Билли нашарил в кармане своей куртки пачку, извлек одну сигарету, сунул в рот и долго о чем-то думал, прежде чем зажег ее.

— Куда ты торопишься? Зачем? Как будто за тобой кто-то гонится.

— А ты, Чак, хочешь, чтобы за нами гнались, чтобы сзади с сиреной мчались полицейские машины? Чтобы в нас стреляли? Нет, Чак, я этого не желаю, меня такая перспективка не греет.

— Билли, я немного о другом. Мне кажется, что убивать Стефани Харпер не стоит.

— Как это не стоит? Чак, о чем ты говоришь? Ведь мы получили уже аванс? И вообще, ты стал какой-то слишком странный.

— Что значит странный?

— Я хочу сказать, что ты превратился в мягкотелого слюнтяя. Что, тебе жалко какую-то стервозную бабу? Я согласен, выглядит она ничего и я не против даже трахнуться с ней.

— Ты? С ней? — Чак криво усмехнулся. — Да она рядом с тобой сидеть не захочет, не то, что лечь в постель.

— Ладно, Чак, давай не будем. Дело я сделал. Или ты хочешь пойти с ключом к машине и завернуть гайки? Этого ты хочешь? Или, может, мне сходить?

— Билли, я взял тебя с собой не для того, чтобы ты решал. Я взял тебя, чтобы ты помог мне исполнить то, что придумаю я.

— Ну и что? Подумаешь, — Билли плюхнулся на кровать, — ну, открутил я гайки. Так ведь нам заказывали несчастный случай? А что, автокатастрофа не несчастный случай? По-моему, несчастнее не бывает. Особенно, если кто-нибудь увидит. Представляешь, на дороге никого, вдруг навстречу какой-нибудь трейлер, они резко поворачивают в сторону, колесо — в другую и… джип сваливается в пропасть! Водитель трейлера подбегает к пропасти, а оттуда ба-бах! И большой факел! Чем плохо, я не понимаю.

— Билли, у меня есть другой вариант. Вернее, недавно был.

— Да ладно тебе, Чак. Если не сработает мой второй вариант, тогда возьмемся за твой. Значит, я невезучий, удача от меня отвернулась и я буду помогать тебе.

— Нет, Билли, все это надо было сделать по-другому. Не так.

— А как?

— Видишь ли, Билли, мы можем получить у этой Стефани Харпер денег куда больше за то, что не станем ее убивать.

— Ты уверен, она заплатила бы?

— Не знаю, но поговорить с ней, я думаю, можно было бы.

— Да? Мы могли с нее получить деньги, а могли и загреметь в тюрьму.

— Возможно, она ценит свою жизнь, а возможно, что не пойдет на это.

— Слушай, хорошо, — Билли прямо-таки забегал по номеру, — допустим, она нам заплатит. А как ты разберешься с этим Леонардом Смайлзом? Ты представляешь, что он сделает с тобой?

— Представляю. Но мы сдадим его, пусть с ним разбирается полиция.
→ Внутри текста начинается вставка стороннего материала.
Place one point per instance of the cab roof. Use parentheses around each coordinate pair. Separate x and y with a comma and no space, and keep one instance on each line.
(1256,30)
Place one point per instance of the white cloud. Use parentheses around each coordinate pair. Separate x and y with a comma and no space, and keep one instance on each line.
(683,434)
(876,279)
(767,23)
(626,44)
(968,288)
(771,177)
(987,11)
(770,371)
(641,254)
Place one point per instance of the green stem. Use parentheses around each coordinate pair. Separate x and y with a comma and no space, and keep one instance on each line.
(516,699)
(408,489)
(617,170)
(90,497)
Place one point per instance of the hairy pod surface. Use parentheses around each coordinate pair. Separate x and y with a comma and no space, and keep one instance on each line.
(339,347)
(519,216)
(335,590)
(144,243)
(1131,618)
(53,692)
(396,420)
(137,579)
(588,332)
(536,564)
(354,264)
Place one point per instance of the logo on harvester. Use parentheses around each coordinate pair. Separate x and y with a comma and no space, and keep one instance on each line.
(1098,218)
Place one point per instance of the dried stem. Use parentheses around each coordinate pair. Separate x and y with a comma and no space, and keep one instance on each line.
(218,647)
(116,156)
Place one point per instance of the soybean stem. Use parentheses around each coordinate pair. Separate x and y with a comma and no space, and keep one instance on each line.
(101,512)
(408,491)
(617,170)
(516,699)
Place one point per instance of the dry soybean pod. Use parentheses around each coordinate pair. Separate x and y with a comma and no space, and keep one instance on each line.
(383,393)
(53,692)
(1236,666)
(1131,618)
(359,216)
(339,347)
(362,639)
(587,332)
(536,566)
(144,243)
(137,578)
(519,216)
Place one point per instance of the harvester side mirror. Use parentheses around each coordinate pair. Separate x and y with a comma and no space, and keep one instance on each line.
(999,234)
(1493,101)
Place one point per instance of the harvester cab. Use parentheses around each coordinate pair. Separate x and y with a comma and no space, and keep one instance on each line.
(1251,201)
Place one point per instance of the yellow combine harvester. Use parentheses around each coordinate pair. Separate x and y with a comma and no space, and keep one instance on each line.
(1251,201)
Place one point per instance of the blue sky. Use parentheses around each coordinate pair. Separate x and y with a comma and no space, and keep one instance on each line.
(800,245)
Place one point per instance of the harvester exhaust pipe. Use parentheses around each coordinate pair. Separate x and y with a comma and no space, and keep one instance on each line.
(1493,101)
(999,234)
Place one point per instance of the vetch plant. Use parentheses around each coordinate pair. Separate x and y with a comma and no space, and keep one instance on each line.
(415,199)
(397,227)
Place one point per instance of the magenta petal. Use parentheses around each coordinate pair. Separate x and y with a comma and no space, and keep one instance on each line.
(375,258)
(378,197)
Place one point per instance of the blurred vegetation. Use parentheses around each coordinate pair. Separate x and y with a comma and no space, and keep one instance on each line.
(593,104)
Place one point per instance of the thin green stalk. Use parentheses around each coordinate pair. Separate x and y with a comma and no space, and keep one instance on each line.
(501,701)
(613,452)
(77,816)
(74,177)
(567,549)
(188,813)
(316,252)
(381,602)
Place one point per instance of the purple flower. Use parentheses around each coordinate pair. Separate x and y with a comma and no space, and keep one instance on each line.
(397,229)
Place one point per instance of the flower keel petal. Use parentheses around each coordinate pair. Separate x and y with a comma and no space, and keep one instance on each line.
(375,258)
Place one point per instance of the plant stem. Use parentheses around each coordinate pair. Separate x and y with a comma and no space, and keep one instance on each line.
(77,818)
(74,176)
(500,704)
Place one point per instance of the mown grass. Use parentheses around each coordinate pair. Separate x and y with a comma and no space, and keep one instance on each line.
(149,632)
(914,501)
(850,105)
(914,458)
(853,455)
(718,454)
— Чак, мы сдадим Смайлза в полицию? Разве мы с тобой добропорядочные подданные? У нас нет ни одного закононарушения? Ни одного старого грешка за нами не числится в полицейском компьютере?

— Послушай, Билли, что ты волнуешься? Тебя я сдавать не собираюсь.

— А кто, Чак, знает, — в голосе Билли появилась дрожь, — но нас с тобой видели вместе в Редбридже, во Фрипорте — везде.

— В общем-то ты рассуждаешь правильно. Есть опасность, что нас могут подстрелить люди Леонарда Смайлза.

— Чак, а ты думаешь, он действует один и ни с кем не связан?

— Да нет. Он, конечно, связан и связан с крутыми ребятами.

— Вот-вот, — засуетился Билли, — с такими крутыми, что мы себе даже и не представляем. И эти ребята разберутся с нами без особого труда. Они перестреляют нас как глупых кроликов.

— Ну конечно, хотя ты, Билли, тоже неплохо стреляешь.

— Да что я, при чем здесь то, хорошо я стреляю или плохо? Они угробят нас. Да ты себя, Чак… Я не очень волнуюсь, я переживаю, что ухлопают твою дочь и жену. Вот это они сделают наверняка, я таких ребят знаю. Они задумываться не будут: возьмут твою дочь, жену, поставят к стенке и укокошат. Хорошо, если их просто застрелят, но я думаю, они еще поиздеваются. За этим Леонардом Смайлзом стоят, скорее всего, такие мерзавцы, о которых даже мы с тобой не подозреваем. Я думаю, у них там целая банда.

— Банда? Тогда зачем они наняли меня?

— Тебя? Тебя они наняли потому, что ты дешевый профессионал, дешевый, понимаешь? Потому что тебе очень были нужны деньги.

— Да нет, мне кажется, что ты драматизируешь, Билли, а на самом деле все куда сложнее.

— Какая мне разница, сложнее оно или проще? Я уверен, что они пристрелят тебя, потом пристрелят меня, а то, что разберутся с твоей семьей — так это точно.

— Ладно, Билли, успокойся, ты начинаешь рассказывать какие-то страшные вещи.

— Пока я рассказываю — это еще ничего, хуже, если они начнут делать свое дело. Да и какой ты тогда профессионал, Чак, если так легко перепродаешься другому клиенту? Об этом же все узнают и никто никогда не наймет ни тебя, ни меня.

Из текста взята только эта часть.